Harman teaches you How to Listen
This past week Harman International quietly released a public beta of How to Listen, a freeware application used in-house at Harman as part of a listening course for train staffers in product research, development, and testing. The application contains a set of listening exercises, meant to fine-tune your awareness of the timbral, spatial, and dynamic characteristics of the material you hear.
The exercises themselves are presented as a series of increasingly difficult A/B tests of your ability to hear changes in EQ, reverberation, amplification, and position of sources within the soundstage. A brief manual spells it all out. The complexity and level of difficulty of the tests is selectable, and you can make things unreasonably hard on yourself if you like (you can test your ability to distinguish between boosts and cuts in up to 14 frequency bands, for instance), and you can also configure all of the exercises for any number of playback channels, from mono through 7.1 (with the ability to compensate for the placement angles of the speakers in your own system.)

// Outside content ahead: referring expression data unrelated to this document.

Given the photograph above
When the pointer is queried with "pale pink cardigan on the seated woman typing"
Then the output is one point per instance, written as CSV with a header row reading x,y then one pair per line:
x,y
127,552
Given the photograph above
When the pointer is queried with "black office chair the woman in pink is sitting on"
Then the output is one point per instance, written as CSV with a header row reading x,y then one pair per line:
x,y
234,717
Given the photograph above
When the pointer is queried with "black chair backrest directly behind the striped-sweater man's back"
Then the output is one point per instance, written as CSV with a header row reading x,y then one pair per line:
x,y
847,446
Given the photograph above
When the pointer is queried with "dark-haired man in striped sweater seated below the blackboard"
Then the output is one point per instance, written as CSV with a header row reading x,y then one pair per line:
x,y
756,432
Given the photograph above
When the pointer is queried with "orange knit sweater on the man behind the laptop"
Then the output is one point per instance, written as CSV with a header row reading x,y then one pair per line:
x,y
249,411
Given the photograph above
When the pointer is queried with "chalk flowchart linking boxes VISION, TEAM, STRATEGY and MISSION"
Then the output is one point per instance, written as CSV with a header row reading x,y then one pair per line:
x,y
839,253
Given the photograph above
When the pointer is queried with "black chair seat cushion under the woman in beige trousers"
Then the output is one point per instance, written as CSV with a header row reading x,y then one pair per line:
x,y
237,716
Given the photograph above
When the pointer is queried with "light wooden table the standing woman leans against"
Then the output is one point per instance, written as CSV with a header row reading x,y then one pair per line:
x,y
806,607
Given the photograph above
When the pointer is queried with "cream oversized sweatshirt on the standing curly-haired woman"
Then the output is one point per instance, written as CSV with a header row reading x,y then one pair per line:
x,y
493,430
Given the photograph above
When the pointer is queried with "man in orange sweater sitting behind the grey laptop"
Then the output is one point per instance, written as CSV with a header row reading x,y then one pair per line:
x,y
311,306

The software suite is a big download at nearly 120MB, though that includes a set of 24-bit audio files at both 48 and 96k, prepared by Bill Schnee, who won engineering Grammys for Aja and Gaucho.You can substitute your own files, of course, but you're in pretty good hands right off the bat. Being a beta, you'll run into a few installation quirks (these are well detailed on Harman director of acoustic research Sean Olive's blog).
If you're at all interested in having a better understanding of just what it is you're hearing, downloading this is a no-brainer. You may not get the full benefit of taking a class in critical listening with senior audio engineers, but it'll definitely open your ears.